Gunmen Kill 2 Pakistani Christians Outside Courthouse

Two Christians accused of blasphemy in Pakistan were killed as they left a courthouse Monday afternoon, reported a Christian persecution watchdog group shortly after the incident.

Police were transporting Pastor Rashid Emmanuel and his brother, Sajid Emmanuel, from the court in Faisalabad to jail when masked gunmen opened fire, killing the two Christians and seriously wounding a policeman accompanying them before getting away, reported Washington-based International Christian Concern.

The brothers had been arrested on July 2 after being accused of writing a pamphlet with blasphemous remarks about the Muslim Prophet Muhammad – a crime punishable by death.

The two had just made a court appearance when Monday's attack took place, prompting strong words from ICC.

"It's outrageous that the Islamists managed to kill the Christians while they were under police custody," exclaimed Jonathan Racho, ICC's regional manager for South Asia.

"This is another indication of the value and status of Christians within Pakistan," he added. "We call upon the international community to hold Pakistan responsible for its mistreatment of Christian minorities."

While the U.S. State Department noted in its last report on religious freedom in Pakistan that the Islamic republic took some steps to improve its treatment of religious minorities during the reporting period, it said "serious problems remained."

"Authorities routinely used blasphemy laws to harass religious minorities and vulnerable Muslims and to settle personal scores or business rivalries," the department reported.

Furthermore, it added,"[m]obs occasionally attacked individuals accused of blasphemy and their families or their religious communities."

"When blasphemy and other religious cases were brought to court, extremists often packed the courtroom and made public threats against an acquittal," the department noted. "Religious extremists continued to threaten to kill those acquitted of blasphemy charges.
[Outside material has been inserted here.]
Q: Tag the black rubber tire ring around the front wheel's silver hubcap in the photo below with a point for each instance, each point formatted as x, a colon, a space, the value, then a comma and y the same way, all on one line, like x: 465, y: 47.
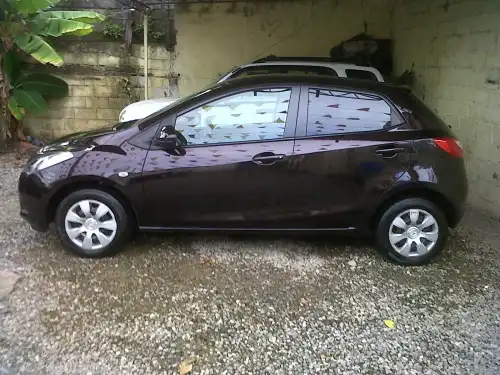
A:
x: 123, y: 222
High-profile accused persons often went into hiding or emigrated after acquittal."

In the case of the slain Pakistani Christian brothers, the families of the men have maintained their innocence and the minister of minority affairs said he suspected the men were falsely accused of blasphemy by people with a grudge against them.

"I personally don't think that anyone who wrote derogatory things against Muhammad would put their names on the bottom," Shahbaz Bhatti told The Associated Press. "This was just to settle a personal issue."

Notably, while there have been numerous cases of blasphemy filed against Christians in Pakistan, the U.S. State Department highlighted how blasphemy laws were rarely enforced in cases in which a minority group claimed its religious feelings were insulted, and cases were rarely brought to the legal system.

Presently, Muslims make up an estimated 97 percent of Pakistan's 180 million people.